Oysters may also provide significant benefits for treating cancer and cholesterol levels. Studies have shown a lowering of cholesterol as a result of eating oyster mushrooms.  As they naturally produce compounds called statins, they may prove to be a better means of lowering “bad” cholesterol from the body than the statin drugs currently prescribed to lower LDL (bad cholesterol), which have many harmful side effects.*

As for cancer, research shows a possible anti-tumor effect from polysaccharides in oysters. A polysaccharide is a complex carbohydrate made up of smaller sugar molecules. Specific polysaccharides, known as beta-D-glucans, are suspected to stimulate the immune system to fight cancer. The beta-D-glucan isolated from oyster mushrooms is called pleuran.*

The Role of Oyster Mushrooms in Environmental Cleanup

Oyster mushrooms are developing a growing role in mycorestoration, meaning the process of using mushrooms to decrease toxins in areas.

They eat through wood, paper, coffee grounds, and even petroleum products.
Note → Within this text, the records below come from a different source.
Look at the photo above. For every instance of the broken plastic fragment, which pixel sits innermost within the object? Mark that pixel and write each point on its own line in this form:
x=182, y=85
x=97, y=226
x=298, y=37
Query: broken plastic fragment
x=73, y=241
As they naturally grow on hardwoods, which contains carbon-hydrogen bonds similar to those found in oil and pesticides, they secrete enzymes that break down these molecules in toxic chemicals.  Currently an experiment is underway in the San Francisco Bay to see of some of the fuel spilled by a freighter (58,000 gallons) can be removed by oyster mushrooms.

Oysters also pull mercury from the ground into the mushroom itself and potentially break it down. Thus it is possible they could be used for heavy metal cleanup.  (You would not want to eat mushrooms that had been used for this purpose.)


While the uses for oyster mushrooms to reduce elevated LDL cholesterol or cancer, and their uses in environmental cleanup are still being explored, we do know that they are a low calorie, vitamin and nutrient packed flavorful food.  Add them to your diet!

* If you are currently on Statin drugs or undergoing cancer treatment, do not substitute Oyster mushrooms without consulting your medical professional.